Column Name | Description |
---|---|
product_id | unique product identifier |
product_category_name | root category of product, in Portuguese |
product_name_lenght | number of characters extracted from the product name |
product_description_lenght | number of characters extracted from the product description |
product_photos_qty | number of product published photos |
product_weight_g | product weight measured in grams |
product_length_cm | product length measured in centimeters |
product_height_cm | product height measured in centimeters |
product_width_cm | product width measured in centimeters |
This dataset includes data about the sellers that fulfilled orders made at Olist. Use it to find the seller location and to identify which seller fulfilled each product.
Column Name | Description |
---|---|
seller_id | seller unique identifier |
seller_zip_code_prefix | first 5 digits of seller zip code |
seller_city | seller city name |
seller_state | seller state |
Translates the product_category_name to English.
Column Name | Description |
---|---|
product_category_name | category name in Portuguese |
product_category_name_english | category name in English |
Column Name | Description |
---|---|
customer_id | key to the customer dataset |
avg_time_on_website | average time spent on the website in a hh:mm:ss format |
exit | a flag if exited without buying |
order_flag | the customer ordered |
source | store visit source |
new_users | a flag for a new user |
platform | which device was used during the engagement |
clicks | number of total clicks for a customer |
nr_of_products_viewed | an aggregate number of products viewed during a lifetime |
nr_of_relatable_products_viewed | number of relatable products viewed |
browser | preferred browser used by the customer |
ad_click | the customer clicked on at least 1 ad during their lifetime |
The data is divided in multiple datasets for better understanding and organization. Please refer to the following data schema when working with it:
In the following task we'd like to understand your data modeling and visualization skills.

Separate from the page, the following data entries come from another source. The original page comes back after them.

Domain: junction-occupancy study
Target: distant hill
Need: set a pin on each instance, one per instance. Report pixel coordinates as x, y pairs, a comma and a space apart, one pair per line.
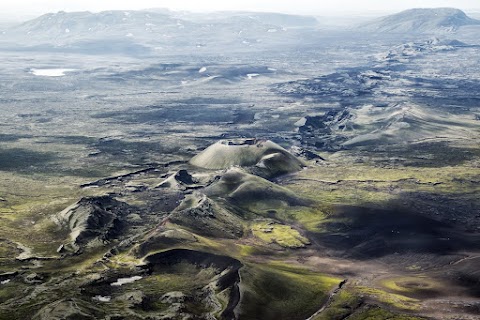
139, 32
421, 21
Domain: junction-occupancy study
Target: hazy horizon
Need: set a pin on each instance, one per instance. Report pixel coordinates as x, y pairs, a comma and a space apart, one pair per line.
23, 8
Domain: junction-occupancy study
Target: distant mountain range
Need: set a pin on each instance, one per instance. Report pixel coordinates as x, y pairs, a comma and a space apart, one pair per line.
421, 21
143, 31
163, 31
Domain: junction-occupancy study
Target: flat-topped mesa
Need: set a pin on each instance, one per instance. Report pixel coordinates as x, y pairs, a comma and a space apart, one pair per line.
263, 156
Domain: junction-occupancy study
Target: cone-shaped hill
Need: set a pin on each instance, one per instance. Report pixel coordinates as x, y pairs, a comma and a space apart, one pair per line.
265, 157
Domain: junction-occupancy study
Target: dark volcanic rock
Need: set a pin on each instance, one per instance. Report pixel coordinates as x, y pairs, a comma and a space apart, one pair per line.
95, 219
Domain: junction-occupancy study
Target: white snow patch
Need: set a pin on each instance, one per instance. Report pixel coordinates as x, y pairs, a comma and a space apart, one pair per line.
123, 281
50, 72
102, 298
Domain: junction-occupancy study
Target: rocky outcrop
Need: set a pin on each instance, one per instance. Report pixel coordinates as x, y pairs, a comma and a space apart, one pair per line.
95, 220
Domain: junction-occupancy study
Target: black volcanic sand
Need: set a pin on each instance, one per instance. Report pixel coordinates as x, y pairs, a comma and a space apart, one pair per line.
367, 233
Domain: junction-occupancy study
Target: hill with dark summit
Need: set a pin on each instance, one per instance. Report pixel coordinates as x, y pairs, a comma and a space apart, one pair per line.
421, 21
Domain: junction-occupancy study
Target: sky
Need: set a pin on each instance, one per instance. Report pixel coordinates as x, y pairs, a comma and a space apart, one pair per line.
314, 7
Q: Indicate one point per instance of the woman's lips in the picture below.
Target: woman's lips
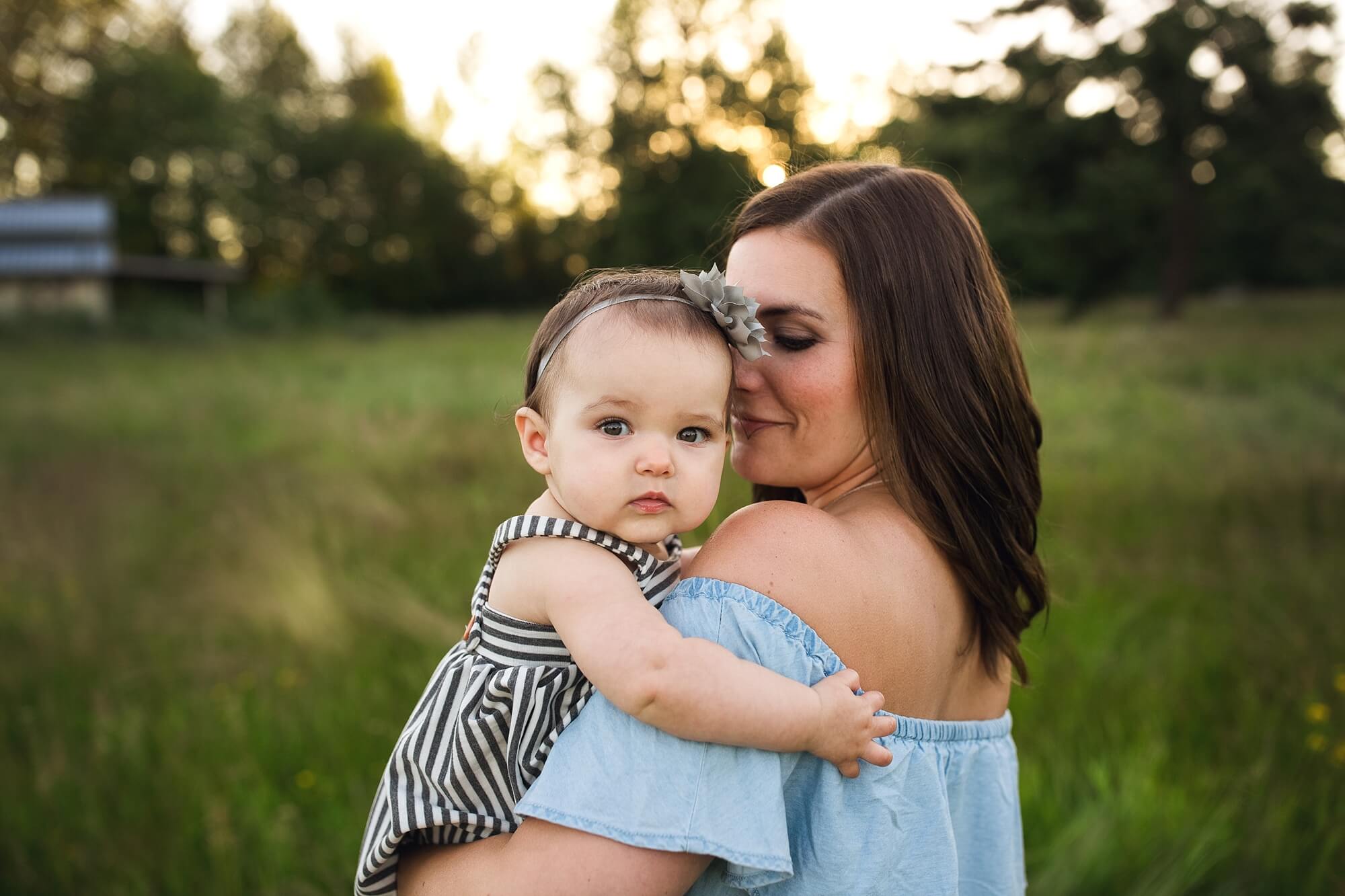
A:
(751, 427)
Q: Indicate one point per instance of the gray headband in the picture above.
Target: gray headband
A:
(732, 311)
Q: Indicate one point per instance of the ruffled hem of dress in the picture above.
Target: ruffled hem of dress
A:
(792, 626)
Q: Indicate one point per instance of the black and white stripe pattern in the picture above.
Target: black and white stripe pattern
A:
(485, 725)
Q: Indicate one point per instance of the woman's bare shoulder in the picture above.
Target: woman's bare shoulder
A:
(781, 548)
(809, 560)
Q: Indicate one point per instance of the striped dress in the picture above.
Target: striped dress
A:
(485, 725)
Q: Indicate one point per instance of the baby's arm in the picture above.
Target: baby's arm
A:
(691, 686)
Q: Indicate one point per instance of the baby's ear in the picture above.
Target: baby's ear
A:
(532, 438)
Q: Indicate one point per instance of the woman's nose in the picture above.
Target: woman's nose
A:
(656, 459)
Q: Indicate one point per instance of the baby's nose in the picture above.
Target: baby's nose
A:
(656, 460)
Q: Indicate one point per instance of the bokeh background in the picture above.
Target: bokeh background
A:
(236, 538)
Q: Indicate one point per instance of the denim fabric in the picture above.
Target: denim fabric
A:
(942, 818)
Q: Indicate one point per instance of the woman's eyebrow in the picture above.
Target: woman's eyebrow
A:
(779, 311)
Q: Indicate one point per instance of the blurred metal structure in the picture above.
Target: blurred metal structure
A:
(60, 255)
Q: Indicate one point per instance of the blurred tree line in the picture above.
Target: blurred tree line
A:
(1200, 162)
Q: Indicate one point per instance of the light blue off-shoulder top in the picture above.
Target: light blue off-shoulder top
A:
(942, 818)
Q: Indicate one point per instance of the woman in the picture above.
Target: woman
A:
(894, 428)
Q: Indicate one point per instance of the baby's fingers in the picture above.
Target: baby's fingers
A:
(883, 725)
(876, 755)
(848, 677)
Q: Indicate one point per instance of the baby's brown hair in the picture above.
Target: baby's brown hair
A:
(669, 318)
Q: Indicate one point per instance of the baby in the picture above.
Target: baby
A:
(626, 416)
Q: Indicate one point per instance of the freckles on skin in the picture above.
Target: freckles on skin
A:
(810, 384)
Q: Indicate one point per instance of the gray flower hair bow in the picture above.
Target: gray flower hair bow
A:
(735, 313)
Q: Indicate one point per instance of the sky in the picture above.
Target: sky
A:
(849, 48)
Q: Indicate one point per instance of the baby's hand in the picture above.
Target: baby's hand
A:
(847, 724)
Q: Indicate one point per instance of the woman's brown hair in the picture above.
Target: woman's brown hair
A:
(946, 401)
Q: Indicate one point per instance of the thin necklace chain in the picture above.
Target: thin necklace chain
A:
(864, 485)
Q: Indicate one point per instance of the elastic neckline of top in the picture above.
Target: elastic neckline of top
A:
(793, 626)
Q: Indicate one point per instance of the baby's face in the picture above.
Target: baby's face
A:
(638, 413)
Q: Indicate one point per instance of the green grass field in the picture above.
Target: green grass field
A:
(228, 567)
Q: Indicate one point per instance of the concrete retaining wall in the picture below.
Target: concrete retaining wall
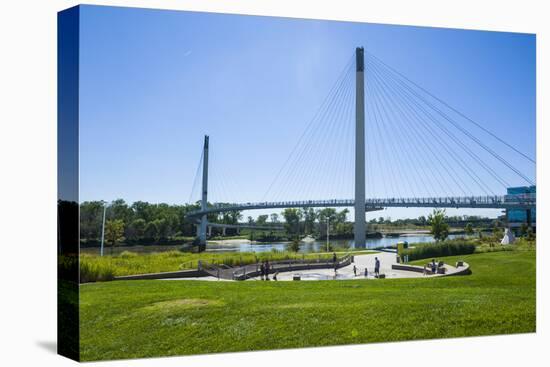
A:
(463, 270)
(167, 275)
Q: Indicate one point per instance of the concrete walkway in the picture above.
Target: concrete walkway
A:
(346, 273)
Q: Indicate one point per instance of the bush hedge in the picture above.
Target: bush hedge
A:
(439, 250)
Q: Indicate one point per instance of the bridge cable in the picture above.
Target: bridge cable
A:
(468, 134)
(453, 109)
(438, 139)
(456, 157)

Whether you understand the abstraction difference between Executive and Operational dashboards.
- Using the above mentioned semantic model diagram assamble the following data model in Power BI.
- Build a comprehensive dashboard (i.e. multiple report pages) on which a C-level Executive can visually run a health-check on the company.
- Build an tactical report page where one can track the website's performance in attracting new users and generating revenue.
- Name a few business drivers that executives can use to track the business's success.
- Explore at least three distinct areas in detail in your solution.
Tip
Multiple areas can be explored in the data model. Some examples are:
- Sales
- Orders
- Sellers
- Logistics
- Customers
- Web Analytics
In this section we would like to assess your ability to make sense of the data at hand pinpoint the critical aspects of it and your general skills in data storytelling.
- Name the three most important insights to a C-level executive. Explain your findings in detail. What are the business actions one could take on your insights?
- You can use any method of presentation in your solution.